Así no era el Padre armado en el viejo hueso de Vasconia,
que era como el Padre y no como el hijo de los Elementos.
Así somos los que hemos rezado a dioses enfermos
y a unos arcángeles de alas de murciélago que no eran Miguel,
y que en la guerra soplamos con carrillos de viejos
la Antífona larga con la que morimos antes de haber nacido.

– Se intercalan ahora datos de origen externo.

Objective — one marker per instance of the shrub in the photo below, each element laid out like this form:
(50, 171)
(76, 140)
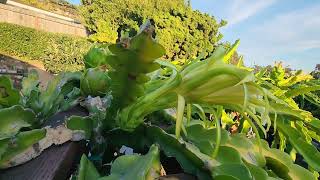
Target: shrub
(65, 53)
(23, 42)
(185, 33)
(58, 52)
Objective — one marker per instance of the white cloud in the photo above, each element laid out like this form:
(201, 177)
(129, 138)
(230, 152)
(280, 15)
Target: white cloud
(285, 36)
(243, 9)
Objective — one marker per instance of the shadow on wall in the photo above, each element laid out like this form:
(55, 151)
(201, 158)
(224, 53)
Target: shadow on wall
(17, 69)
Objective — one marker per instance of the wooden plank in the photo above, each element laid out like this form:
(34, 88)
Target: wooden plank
(55, 163)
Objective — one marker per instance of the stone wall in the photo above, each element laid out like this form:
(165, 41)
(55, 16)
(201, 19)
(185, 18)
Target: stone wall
(39, 19)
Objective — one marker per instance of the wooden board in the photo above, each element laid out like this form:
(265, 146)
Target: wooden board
(55, 163)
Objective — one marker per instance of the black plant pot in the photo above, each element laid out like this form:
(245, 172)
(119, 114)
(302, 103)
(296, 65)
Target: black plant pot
(56, 162)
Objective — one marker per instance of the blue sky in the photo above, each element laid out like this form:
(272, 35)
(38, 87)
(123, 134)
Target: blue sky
(269, 30)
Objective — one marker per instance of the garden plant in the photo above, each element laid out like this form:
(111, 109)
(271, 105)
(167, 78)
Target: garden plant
(216, 119)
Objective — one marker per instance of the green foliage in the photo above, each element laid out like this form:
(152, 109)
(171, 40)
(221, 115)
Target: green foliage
(8, 95)
(185, 33)
(126, 167)
(65, 53)
(13, 119)
(58, 52)
(95, 82)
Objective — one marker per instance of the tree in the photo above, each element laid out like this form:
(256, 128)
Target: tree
(184, 32)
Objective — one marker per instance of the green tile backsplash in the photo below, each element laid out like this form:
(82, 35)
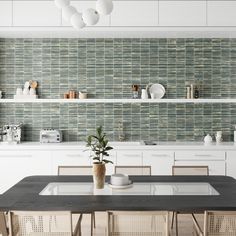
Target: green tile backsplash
(107, 68)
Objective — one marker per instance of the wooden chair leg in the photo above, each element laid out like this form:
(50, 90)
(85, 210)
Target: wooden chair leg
(172, 220)
(176, 224)
(3, 225)
(77, 231)
(94, 223)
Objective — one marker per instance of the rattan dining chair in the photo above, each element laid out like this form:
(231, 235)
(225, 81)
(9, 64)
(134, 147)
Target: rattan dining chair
(217, 223)
(40, 223)
(138, 223)
(78, 170)
(186, 170)
(133, 170)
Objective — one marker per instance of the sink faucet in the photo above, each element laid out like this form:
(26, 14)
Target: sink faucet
(121, 131)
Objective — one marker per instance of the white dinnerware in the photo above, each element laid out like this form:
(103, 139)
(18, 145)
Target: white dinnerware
(157, 90)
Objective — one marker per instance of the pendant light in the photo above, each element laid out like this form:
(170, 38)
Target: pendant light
(77, 21)
(104, 7)
(62, 3)
(90, 16)
(68, 12)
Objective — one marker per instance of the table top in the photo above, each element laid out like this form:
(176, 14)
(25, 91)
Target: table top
(136, 188)
(25, 196)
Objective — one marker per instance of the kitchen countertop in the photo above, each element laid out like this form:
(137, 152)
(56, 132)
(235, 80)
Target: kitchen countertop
(121, 146)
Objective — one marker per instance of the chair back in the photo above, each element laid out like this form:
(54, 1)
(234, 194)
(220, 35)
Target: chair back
(75, 170)
(138, 223)
(190, 170)
(133, 170)
(219, 223)
(37, 223)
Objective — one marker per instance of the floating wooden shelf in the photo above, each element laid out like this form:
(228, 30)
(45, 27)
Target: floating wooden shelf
(78, 101)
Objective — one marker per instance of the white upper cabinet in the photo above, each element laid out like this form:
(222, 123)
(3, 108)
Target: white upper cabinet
(83, 5)
(135, 13)
(182, 13)
(221, 13)
(36, 13)
(5, 13)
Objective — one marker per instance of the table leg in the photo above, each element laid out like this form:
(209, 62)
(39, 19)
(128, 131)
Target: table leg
(3, 225)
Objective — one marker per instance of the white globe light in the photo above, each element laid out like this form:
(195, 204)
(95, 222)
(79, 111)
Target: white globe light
(77, 21)
(90, 16)
(68, 12)
(62, 3)
(104, 7)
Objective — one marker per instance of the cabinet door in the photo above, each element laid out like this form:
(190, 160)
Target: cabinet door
(215, 167)
(69, 158)
(83, 5)
(129, 158)
(5, 13)
(182, 13)
(231, 164)
(15, 165)
(36, 13)
(134, 13)
(221, 13)
(161, 162)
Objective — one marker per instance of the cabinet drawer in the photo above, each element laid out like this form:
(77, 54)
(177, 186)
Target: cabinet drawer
(69, 158)
(130, 158)
(199, 155)
(215, 167)
(161, 162)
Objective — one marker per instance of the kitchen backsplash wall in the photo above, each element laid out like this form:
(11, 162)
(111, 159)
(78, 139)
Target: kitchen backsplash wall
(107, 68)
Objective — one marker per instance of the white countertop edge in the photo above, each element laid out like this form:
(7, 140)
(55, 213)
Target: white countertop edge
(122, 146)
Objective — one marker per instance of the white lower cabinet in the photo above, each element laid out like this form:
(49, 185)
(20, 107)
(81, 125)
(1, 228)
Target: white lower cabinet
(129, 158)
(15, 165)
(161, 162)
(69, 158)
(215, 167)
(215, 160)
(231, 163)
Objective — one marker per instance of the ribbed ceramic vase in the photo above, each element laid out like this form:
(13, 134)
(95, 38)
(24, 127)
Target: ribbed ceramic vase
(99, 173)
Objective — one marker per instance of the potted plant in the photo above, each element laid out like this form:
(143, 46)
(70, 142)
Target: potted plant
(99, 147)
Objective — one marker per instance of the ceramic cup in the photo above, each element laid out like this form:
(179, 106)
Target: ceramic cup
(19, 91)
(32, 91)
(82, 95)
(119, 179)
(153, 95)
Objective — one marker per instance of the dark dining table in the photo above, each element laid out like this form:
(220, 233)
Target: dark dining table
(25, 196)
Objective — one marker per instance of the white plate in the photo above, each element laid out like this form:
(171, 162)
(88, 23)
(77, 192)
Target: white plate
(158, 90)
(121, 186)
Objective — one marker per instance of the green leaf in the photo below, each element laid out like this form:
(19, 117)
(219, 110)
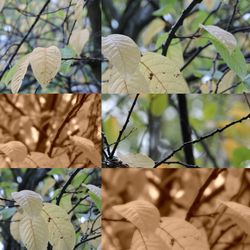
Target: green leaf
(232, 57)
(158, 104)
(240, 157)
(67, 52)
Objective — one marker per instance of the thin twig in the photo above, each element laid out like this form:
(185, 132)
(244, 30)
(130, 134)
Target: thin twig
(124, 126)
(218, 130)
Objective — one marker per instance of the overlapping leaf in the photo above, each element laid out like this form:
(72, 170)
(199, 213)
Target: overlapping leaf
(162, 74)
(153, 242)
(142, 214)
(30, 202)
(135, 84)
(16, 150)
(61, 231)
(78, 40)
(45, 63)
(122, 52)
(181, 235)
(34, 232)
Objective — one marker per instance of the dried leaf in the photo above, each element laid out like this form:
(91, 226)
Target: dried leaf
(142, 214)
(181, 235)
(16, 150)
(162, 74)
(29, 201)
(34, 233)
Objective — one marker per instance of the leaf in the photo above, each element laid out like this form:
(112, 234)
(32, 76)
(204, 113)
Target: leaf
(230, 52)
(119, 85)
(153, 242)
(95, 195)
(153, 29)
(20, 71)
(7, 212)
(122, 52)
(29, 201)
(240, 157)
(142, 214)
(240, 214)
(61, 231)
(78, 9)
(14, 225)
(78, 40)
(136, 160)
(45, 63)
(2, 2)
(181, 235)
(89, 149)
(158, 104)
(111, 134)
(16, 150)
(162, 74)
(34, 233)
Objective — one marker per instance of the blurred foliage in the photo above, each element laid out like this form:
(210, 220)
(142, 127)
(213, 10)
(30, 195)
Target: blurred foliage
(173, 191)
(154, 127)
(85, 215)
(44, 124)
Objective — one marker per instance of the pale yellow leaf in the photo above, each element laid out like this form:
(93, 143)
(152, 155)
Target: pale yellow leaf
(162, 74)
(78, 40)
(181, 235)
(14, 225)
(137, 160)
(16, 150)
(240, 214)
(152, 242)
(34, 233)
(88, 147)
(119, 85)
(45, 63)
(142, 214)
(78, 9)
(226, 38)
(17, 78)
(61, 231)
(29, 201)
(2, 2)
(122, 52)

En la oscuridad súbita y el crujir de dientes
grasos para el arado, flacos para el majar en el hierro,
los de la danza se han sentado un poco pálidos,
confusos de no poder seguir y queriendo
seguir la danza como el fuego, los condenados,
incapaces de otra dicha que su regodeo.
Oyen hacia el Norte la bocina de los compradores.
Todo compran aquellos hombres rubios y esbeltos:
quieren cafetales, cañaverales y selva,
el cobre como el oro y las esmeraldas como el hierro.
Y su suerte les ha puesto terriblemente próximos
los vendedores dementes y contentos,
a la América nuestra, loca de su maravilla,
ganosa de vender su tierra y su cielo.
Con una seña ofrecen los del Sur, y los del Norte bajan,
y hay un descenso de torrente de Nueva York a Patagonia.